I recently presented a talk on how GumGum implements a scalable computer vision solution in a cloud-only environment, at the annual Embedded Vision Summit, organized by the Embedded Vision Alliance in Santa Clara this May. Here is the abstract of my talk followed by the video of the presentation.
A growing number of applications utilize cloud computing for execution of computer vision algorithms. In this presentation, we introduce the basics of creating a cloud-based vision service, based on GumGum's experience developing and deploying a computer vision-based service for enterprises. We explore the architecture of a cloud-based computer vision solution in three parts: an API, computer vision modules (housing both algorithm and server), and computer vision features (complex pipelines built with modules).
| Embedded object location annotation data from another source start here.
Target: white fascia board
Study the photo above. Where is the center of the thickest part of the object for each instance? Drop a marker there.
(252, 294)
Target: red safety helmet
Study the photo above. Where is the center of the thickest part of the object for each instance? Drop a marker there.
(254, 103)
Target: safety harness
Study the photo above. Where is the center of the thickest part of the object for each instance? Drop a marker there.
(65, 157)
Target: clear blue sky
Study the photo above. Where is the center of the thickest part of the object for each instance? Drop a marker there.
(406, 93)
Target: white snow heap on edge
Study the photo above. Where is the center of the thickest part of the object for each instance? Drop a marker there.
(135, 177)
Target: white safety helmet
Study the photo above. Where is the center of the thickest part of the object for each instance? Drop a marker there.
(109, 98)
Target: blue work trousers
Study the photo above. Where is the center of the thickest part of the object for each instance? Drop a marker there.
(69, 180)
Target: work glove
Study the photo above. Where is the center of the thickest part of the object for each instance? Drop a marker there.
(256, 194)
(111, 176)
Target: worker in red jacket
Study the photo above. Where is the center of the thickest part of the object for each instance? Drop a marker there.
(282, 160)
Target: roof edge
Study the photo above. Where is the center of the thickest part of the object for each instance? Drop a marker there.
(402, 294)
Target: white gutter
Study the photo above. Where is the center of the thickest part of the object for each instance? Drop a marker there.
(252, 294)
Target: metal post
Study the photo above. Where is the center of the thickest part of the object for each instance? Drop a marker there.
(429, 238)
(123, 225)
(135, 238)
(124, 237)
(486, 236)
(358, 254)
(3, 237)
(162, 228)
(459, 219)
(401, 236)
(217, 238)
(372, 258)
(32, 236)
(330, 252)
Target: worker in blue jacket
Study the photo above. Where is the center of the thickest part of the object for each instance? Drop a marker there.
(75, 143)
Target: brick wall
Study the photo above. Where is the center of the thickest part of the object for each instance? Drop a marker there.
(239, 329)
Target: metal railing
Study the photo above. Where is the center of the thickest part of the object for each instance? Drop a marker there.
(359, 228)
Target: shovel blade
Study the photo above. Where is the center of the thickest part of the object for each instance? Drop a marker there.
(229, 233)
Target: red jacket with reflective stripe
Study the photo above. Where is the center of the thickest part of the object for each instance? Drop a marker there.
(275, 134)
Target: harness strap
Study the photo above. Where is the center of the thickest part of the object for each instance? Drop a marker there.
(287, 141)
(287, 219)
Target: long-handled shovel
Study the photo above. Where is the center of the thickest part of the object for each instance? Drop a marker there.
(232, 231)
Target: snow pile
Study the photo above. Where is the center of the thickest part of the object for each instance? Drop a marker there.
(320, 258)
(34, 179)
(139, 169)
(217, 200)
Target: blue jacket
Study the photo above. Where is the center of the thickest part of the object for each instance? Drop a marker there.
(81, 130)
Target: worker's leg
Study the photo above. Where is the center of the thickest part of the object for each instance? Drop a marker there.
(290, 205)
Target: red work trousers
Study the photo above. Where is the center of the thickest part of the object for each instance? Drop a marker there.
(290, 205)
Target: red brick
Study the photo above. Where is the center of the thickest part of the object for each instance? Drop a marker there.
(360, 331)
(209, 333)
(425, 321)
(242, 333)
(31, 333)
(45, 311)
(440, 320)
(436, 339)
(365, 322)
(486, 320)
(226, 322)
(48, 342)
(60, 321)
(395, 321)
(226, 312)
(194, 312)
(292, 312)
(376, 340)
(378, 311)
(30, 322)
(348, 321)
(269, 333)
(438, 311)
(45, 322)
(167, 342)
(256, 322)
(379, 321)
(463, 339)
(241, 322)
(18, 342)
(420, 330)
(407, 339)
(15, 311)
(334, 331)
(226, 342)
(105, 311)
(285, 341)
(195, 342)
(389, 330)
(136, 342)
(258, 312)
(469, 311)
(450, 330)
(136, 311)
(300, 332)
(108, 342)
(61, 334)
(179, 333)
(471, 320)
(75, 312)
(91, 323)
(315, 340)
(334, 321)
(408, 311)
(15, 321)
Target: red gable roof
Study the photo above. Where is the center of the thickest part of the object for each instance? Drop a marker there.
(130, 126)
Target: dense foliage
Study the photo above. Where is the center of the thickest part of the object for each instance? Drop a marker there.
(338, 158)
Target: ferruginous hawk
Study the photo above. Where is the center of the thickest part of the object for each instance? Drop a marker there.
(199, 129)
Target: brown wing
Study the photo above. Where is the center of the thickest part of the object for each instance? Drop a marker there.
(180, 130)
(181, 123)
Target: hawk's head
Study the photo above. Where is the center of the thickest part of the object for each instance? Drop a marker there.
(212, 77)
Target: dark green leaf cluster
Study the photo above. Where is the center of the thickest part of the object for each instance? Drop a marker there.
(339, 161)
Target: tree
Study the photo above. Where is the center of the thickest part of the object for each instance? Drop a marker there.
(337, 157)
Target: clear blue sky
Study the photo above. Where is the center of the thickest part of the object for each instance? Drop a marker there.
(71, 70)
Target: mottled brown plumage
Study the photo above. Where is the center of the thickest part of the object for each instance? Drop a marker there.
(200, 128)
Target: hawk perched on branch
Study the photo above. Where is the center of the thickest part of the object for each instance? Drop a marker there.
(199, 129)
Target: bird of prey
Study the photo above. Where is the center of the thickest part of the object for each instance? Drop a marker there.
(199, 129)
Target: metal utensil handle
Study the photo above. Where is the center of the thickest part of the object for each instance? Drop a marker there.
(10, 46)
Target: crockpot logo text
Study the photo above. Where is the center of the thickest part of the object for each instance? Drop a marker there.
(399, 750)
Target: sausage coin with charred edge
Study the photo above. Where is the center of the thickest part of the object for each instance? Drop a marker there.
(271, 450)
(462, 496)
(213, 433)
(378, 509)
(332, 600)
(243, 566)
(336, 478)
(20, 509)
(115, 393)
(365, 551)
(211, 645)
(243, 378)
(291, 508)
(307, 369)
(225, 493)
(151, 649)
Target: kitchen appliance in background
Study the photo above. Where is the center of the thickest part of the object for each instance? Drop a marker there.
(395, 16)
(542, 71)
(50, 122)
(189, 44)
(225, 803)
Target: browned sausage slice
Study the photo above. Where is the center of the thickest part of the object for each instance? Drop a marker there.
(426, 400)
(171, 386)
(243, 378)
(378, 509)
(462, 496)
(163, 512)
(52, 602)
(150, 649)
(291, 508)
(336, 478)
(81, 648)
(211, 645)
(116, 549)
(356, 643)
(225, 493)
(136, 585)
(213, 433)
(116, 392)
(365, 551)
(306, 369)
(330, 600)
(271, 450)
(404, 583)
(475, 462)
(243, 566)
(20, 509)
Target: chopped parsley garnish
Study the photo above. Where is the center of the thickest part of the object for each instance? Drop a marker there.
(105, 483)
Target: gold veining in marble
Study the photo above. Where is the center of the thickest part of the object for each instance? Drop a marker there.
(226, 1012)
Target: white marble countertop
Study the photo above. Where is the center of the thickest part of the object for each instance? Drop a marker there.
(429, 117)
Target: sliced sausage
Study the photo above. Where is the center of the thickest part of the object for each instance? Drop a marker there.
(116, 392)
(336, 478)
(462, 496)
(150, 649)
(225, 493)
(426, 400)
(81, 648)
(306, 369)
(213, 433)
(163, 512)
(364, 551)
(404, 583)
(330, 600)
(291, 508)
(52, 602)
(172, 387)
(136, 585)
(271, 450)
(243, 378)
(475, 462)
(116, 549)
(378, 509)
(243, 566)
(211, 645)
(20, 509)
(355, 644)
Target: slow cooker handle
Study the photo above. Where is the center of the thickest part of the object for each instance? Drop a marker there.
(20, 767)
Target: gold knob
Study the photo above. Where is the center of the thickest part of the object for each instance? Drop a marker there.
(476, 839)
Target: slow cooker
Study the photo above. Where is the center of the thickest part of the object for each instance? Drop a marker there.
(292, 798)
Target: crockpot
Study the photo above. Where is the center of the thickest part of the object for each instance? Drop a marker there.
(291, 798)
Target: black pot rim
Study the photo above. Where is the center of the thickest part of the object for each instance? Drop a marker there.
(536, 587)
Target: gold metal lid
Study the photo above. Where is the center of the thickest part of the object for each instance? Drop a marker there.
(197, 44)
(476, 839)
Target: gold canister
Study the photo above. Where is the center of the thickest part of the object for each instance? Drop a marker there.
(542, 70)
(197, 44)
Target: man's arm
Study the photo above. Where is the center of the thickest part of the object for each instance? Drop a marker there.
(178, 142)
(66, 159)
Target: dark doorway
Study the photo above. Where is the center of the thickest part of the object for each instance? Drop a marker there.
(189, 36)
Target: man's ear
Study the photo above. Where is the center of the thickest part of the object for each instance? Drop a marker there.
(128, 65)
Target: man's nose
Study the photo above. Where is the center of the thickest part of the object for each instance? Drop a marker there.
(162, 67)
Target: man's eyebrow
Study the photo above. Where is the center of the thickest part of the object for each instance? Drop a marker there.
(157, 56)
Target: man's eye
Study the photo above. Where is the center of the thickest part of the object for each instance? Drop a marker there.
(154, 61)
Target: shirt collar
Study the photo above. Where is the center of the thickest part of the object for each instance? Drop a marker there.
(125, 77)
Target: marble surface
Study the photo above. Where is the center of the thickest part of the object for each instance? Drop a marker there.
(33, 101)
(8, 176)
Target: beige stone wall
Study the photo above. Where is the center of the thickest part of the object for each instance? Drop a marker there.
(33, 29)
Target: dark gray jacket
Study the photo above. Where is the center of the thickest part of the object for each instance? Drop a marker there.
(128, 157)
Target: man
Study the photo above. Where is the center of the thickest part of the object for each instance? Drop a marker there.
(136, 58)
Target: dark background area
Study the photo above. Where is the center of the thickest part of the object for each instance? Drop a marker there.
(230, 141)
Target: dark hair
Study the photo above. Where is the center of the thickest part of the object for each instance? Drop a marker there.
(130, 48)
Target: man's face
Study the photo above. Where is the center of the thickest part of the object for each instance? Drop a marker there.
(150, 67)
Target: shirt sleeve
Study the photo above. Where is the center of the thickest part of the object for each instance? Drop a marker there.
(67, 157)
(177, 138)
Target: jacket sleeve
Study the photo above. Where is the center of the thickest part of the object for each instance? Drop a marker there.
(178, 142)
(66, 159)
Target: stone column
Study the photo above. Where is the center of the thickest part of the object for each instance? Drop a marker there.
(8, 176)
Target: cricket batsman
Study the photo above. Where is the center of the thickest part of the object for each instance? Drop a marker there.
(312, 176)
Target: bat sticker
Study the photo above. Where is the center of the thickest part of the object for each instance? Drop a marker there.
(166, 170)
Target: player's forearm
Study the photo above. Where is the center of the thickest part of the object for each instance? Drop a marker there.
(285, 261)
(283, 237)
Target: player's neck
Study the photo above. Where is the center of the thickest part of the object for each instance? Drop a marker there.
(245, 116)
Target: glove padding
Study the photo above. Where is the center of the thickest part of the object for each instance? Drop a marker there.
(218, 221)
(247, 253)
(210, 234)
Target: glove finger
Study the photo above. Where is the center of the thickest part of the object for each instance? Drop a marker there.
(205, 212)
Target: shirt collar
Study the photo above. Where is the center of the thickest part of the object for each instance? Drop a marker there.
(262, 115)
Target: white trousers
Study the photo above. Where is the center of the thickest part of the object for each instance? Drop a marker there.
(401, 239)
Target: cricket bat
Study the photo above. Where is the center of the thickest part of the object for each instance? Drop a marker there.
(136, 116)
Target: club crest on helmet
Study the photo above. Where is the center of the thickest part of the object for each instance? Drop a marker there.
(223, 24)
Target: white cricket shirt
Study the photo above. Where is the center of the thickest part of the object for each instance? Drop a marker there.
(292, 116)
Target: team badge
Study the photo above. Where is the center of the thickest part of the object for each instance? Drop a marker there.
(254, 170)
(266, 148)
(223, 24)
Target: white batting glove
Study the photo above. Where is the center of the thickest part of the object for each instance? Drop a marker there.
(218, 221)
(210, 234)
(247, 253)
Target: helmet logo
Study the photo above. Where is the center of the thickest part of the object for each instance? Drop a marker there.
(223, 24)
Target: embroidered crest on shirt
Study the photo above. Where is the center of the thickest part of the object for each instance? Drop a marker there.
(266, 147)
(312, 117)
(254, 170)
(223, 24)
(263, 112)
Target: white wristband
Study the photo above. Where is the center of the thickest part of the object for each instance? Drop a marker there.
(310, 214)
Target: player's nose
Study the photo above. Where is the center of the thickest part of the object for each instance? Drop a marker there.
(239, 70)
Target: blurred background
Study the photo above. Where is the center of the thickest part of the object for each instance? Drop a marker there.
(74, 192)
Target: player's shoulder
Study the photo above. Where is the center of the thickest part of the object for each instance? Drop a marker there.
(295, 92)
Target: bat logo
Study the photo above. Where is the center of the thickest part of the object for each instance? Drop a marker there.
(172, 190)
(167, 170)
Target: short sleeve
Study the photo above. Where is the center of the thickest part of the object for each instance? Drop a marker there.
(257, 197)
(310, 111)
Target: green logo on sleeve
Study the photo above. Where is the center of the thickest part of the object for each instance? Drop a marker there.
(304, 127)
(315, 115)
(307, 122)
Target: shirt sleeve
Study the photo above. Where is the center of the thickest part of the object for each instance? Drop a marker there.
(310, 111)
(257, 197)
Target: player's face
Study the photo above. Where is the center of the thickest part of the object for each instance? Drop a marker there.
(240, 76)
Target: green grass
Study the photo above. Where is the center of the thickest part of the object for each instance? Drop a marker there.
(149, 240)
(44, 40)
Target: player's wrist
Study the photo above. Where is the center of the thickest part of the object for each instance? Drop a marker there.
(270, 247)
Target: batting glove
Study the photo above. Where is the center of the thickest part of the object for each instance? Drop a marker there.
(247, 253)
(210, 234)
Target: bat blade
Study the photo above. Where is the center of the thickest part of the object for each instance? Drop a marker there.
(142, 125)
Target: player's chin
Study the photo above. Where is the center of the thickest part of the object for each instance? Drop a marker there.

Execution in the cloud requires the API to handle a continuous, but unpredictable, stream of data from multiple sources and task the appropriate computer vision modules with work. These modules consist of an AWS Simple Queue Service and an EC2 auto-scaling group and are built to handle both images and video. We discusse in detail how these modules optimally utilize instance hardware for executing a computer vision algorithm. Further, we discusses GumGum's method of inter-process communication, which allows for the creation of complex computer vision pipelines that require several modules to be linked. We also addresse cost and run-time tradeoffs between GPU and CPU instances.